The gene editor CRISPR excels at fixing disease mutations in lab-grown cells. But using CRISPR to treat most people with genetic disorders requires clearing an enormous hurdle: getting the molecular scissors into the body and having it slice DNA in the tissues where it’s needed. Now, in a medical first, researchers have injected a CRISPR drug into the blood of people born with a disease that causes fatal nerve and heart disease and shown that in three of them it nearly shut off production of toxic protein by their livers.
Although it’s too soon to know whether the CRISPR treatment will ease the symptoms of the disease, known as transthyretin amyloidosis, the preliminary data reported today are generating excitement about what could be a one-time, lifelong treatment. “These are stunning results,” says gene editing researcher and cardiologist Kiran Musunuru of the University of Pennsylvania, who was not involved in the trial. “It exceeds all my expectations.”
The work also marks a milestone for the race to develop treatments based on messenger RNA (mRNA), the protein-building instructions naturally made by cells. Synthetic mRNAs power two COVID-19 vaccines being given to millions of people to fight the coronavirus pandemic, and many companies are working on other mRNA vaccines and drugs. The new treatment, which includes an mRNA encoding one of CRISPR’s two components, “begins the convergence of the fields of CRISPR and mRNA,” says cardiovascular researcher Kenneth Chien of the Karolinska Institute, a co-founder of Moderna, which makes one of the COVID-19 vaccines and is also developing mRNA drugs.
The CRISPR clinical trial aims to deactivate a mutated gene that causes liver cells to churn out misfolded forms of a protein called transthyretin (TTR), which build up on nerves and the heart and lead to pain, numbness, and heart disease. The resulting condition is relatively rare, and an approved drug, patisiran, can stabilize it. But researchers at veteran biotech Regeneron Pharmaceuticals and startup Intellia Therapeutics saw it as a good proof of principle for the injectable CRISPR treatment they were developing.
Last year, researchers used CRISPR to turn on a fetal form of hemoglobin to correct sickle cell disease or a related disease in several people. The treatment required removing a patient’s diseased blood stem cells, modifying them with CRISPR in a dish, and then infusing them back into the body. A trial testing a direct injection of a virus encoding CRISPR’s components into the eye to treat a condition that causes blindness is also underway. But treating most other diseases means somehow injecting CRISPR’s components, or genetic instructions for them, into the blood and having the therapy target an organ or tissue—a huge challenge, but potentially easier in the liver because it sops up foreign particles.

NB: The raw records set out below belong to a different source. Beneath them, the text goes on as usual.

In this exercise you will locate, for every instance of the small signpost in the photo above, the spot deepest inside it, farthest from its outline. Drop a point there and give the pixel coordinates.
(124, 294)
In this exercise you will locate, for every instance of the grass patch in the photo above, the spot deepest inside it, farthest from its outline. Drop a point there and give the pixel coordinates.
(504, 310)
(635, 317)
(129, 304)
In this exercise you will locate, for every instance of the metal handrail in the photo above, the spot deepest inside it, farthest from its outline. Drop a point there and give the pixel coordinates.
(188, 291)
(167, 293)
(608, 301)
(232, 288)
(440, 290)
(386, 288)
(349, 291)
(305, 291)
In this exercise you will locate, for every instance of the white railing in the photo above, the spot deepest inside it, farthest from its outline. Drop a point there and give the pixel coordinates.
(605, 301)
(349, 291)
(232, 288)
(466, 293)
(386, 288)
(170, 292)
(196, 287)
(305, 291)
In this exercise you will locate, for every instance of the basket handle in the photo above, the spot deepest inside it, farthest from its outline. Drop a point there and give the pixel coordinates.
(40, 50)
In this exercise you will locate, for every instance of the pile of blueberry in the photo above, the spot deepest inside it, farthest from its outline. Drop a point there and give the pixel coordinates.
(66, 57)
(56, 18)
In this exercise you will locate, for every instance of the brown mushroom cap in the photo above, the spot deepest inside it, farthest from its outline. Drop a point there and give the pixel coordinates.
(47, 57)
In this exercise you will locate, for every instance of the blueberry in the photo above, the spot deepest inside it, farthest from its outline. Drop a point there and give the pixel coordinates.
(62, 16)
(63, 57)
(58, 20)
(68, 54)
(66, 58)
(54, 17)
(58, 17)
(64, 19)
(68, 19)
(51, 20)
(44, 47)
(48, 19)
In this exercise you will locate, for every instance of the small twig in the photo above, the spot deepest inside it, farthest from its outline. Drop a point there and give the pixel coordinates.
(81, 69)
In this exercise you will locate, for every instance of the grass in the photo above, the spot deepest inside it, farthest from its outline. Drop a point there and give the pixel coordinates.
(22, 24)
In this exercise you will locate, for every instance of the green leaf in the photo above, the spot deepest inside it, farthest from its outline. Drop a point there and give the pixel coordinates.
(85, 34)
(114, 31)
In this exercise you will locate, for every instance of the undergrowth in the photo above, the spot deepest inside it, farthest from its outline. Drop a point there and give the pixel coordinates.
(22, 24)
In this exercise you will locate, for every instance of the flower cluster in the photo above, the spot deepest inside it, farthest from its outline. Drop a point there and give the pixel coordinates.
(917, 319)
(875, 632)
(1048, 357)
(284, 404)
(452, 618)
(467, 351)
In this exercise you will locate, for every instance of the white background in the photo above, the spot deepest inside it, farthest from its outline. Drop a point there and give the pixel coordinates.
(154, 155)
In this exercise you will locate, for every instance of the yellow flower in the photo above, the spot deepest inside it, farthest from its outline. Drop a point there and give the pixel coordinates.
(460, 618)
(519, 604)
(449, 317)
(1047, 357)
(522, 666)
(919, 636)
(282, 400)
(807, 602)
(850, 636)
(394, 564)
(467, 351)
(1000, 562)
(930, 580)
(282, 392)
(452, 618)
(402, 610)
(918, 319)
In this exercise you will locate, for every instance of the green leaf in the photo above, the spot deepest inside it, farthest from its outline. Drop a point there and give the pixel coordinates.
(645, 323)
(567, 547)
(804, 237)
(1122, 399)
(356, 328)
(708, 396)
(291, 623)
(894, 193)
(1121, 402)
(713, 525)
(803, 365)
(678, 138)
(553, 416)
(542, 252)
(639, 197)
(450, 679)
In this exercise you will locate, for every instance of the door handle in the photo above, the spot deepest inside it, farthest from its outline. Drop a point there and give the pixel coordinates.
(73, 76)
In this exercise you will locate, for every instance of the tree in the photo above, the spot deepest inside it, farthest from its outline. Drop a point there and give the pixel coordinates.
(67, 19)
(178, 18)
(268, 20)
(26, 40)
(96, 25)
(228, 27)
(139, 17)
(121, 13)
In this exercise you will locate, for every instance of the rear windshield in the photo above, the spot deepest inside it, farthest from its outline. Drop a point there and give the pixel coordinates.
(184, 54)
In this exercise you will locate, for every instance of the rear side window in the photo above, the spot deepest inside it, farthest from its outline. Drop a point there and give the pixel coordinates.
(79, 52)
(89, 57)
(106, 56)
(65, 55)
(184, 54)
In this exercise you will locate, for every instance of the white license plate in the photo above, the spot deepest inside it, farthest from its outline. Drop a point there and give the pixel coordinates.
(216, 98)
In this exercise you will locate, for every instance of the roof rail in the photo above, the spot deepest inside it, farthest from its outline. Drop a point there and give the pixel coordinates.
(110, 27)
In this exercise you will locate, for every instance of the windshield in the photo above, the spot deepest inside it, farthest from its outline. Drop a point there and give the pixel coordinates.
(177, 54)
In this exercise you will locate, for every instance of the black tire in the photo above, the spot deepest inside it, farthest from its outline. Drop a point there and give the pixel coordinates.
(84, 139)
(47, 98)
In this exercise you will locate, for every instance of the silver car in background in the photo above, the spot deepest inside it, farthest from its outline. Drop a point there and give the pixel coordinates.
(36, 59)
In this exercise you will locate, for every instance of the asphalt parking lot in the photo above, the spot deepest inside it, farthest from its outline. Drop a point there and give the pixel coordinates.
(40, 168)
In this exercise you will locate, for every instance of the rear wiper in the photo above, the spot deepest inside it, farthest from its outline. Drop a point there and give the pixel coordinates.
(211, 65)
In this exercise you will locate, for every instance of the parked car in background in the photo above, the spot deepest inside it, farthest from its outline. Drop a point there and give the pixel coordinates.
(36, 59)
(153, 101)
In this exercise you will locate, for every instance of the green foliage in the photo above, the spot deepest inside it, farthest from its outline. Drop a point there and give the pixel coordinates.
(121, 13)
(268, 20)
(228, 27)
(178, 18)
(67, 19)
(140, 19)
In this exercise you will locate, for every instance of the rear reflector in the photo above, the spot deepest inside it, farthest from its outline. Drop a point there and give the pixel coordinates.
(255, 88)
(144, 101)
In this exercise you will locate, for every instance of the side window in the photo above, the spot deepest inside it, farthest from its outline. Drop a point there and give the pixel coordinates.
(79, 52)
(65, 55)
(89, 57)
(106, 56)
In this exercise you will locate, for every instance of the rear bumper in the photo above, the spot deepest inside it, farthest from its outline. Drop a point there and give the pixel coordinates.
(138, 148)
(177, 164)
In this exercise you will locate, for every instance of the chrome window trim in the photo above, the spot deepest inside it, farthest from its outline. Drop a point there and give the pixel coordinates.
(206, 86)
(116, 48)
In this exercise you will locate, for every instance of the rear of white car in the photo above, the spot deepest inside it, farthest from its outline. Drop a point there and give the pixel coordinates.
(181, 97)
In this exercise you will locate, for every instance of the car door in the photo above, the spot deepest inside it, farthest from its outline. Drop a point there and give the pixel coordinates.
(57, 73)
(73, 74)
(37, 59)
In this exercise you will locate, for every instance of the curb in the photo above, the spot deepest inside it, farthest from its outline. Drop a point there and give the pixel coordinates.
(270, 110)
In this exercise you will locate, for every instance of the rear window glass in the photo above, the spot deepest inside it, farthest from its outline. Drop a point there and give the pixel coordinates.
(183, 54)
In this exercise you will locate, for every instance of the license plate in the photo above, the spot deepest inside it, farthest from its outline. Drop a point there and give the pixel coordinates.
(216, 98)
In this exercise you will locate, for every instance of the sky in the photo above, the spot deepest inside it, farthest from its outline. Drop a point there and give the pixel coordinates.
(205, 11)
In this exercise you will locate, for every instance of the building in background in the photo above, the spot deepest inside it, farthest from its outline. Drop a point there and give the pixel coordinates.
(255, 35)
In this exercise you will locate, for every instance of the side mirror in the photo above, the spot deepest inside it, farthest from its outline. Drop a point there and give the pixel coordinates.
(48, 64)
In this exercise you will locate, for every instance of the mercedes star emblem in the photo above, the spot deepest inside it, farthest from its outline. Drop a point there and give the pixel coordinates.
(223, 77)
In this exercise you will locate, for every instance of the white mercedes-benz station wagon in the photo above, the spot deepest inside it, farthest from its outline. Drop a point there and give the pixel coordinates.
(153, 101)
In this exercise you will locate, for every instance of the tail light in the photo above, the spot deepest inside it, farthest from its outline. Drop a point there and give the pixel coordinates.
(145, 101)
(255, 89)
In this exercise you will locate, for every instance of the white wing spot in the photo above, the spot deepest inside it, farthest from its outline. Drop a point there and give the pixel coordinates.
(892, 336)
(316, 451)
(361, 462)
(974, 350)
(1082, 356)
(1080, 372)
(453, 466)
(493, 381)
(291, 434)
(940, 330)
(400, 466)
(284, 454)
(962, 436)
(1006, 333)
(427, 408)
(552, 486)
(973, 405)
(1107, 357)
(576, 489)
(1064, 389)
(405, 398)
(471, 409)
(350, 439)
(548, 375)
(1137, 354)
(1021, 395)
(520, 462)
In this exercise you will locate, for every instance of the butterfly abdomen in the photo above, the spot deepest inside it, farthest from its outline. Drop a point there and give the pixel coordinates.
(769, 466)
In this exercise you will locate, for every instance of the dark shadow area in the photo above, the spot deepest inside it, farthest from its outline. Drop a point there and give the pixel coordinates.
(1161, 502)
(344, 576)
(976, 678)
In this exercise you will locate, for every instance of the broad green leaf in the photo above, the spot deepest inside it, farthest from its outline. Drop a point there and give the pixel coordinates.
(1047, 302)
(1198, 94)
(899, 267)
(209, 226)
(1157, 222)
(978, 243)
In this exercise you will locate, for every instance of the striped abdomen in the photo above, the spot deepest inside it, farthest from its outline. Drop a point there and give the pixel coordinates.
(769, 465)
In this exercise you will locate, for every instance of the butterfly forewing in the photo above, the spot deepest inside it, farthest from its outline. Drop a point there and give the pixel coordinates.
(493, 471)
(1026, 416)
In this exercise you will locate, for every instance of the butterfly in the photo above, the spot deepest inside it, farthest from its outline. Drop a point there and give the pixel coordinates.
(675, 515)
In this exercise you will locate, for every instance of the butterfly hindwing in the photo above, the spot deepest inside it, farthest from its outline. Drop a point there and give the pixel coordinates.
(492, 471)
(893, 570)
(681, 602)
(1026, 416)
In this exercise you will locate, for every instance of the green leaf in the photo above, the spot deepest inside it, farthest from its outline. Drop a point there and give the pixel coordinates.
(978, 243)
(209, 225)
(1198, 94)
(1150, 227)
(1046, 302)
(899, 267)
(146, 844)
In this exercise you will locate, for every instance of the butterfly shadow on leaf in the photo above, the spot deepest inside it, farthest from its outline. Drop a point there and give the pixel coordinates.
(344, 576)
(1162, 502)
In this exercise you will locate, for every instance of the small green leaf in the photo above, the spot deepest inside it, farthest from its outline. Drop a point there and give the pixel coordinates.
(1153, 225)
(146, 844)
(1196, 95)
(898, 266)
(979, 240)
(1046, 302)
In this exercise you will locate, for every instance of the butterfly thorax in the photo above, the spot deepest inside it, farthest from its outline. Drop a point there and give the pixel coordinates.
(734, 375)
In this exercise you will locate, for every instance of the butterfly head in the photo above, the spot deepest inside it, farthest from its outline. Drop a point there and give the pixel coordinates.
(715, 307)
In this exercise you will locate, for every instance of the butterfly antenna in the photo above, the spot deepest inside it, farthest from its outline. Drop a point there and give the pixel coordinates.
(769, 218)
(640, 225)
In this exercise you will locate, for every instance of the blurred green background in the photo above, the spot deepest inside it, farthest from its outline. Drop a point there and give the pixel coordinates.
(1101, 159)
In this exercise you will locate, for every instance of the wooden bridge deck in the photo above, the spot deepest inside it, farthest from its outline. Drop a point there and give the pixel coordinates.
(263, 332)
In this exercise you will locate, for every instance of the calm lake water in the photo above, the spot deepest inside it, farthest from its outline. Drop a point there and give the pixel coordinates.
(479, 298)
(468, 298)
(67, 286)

In the CRISPR trial, four men and two women with transthyretin amyloidosis between ages 46 and 64 were injected with a lipid particle carrying two different RNAs: an mRNA encoding the protein Cas, the CRISPR component that snips DNA, and a guide RNA to direct it to the gene for TTR. After Cas makes its cut, the cell’s DNA repair machinery heals the break, but imperfectly, knocking out the activity of the gene.
After 28 days, three men given the higher of two doses of the treatment had an 80% to 96% drop in TTR levels, on par or better than the average of 81% with patisiran, the team reports today in The New England Journal of Medicine. “The data are extremely encouraging,” says trial leader Julian Gillmore of University College London, who also presented the study today at the online annual meeting of the Peripheral Nerve Society. “It could be potentially the first curative treatment for this hereditary disabling and life-threatening disease,” says neurologist David Adams of the University of Paris-Saclay, who led trials for patisiran. (That drug is a kind of RNA that silences TTR's production temporarily, meaning it must be injected on a regular basis.)
It may take months for patients receiving the CRISPR treatment to see their symptoms lessen, but they reported few short-term side effects. Problems could surface over time: CRISPR could potentially make cuts in the wrong DNA location (and in nonliver cells), triggering cancer or other problems. But the lipid-encased mRNA approach is potentially safer than using viruses to ferry genetic instruction for encoding an editing protein and guide RNA into cells, a tried-and-true approach others are pursuing for systemic treatments. Those genes can persist in cells, continuing to make the gene editor long after it has done its job. In contrast, “The beauty of mRNA is that it is gone afterwards,” Chien says.
The study paves the way for treating other liver diseases with CRISPR, either by knocking out a gene or—more challenging—modifying it with the help of a DNA template. The latter approach could also be used to turn the liver into a factory for making an enzyme needed elsewhere in body.
Jennifer Doudna of the University of California, Berkeley, who shared a Nobel Prize last year for developing the gene editor CRISPR from a bacterial immune system and co-founded Intellia, sees even bigger prospects. The new work, she says, is “a critical first step in being able to inactivate, repair, or replace any gene that causes disease, anywhere in the body.”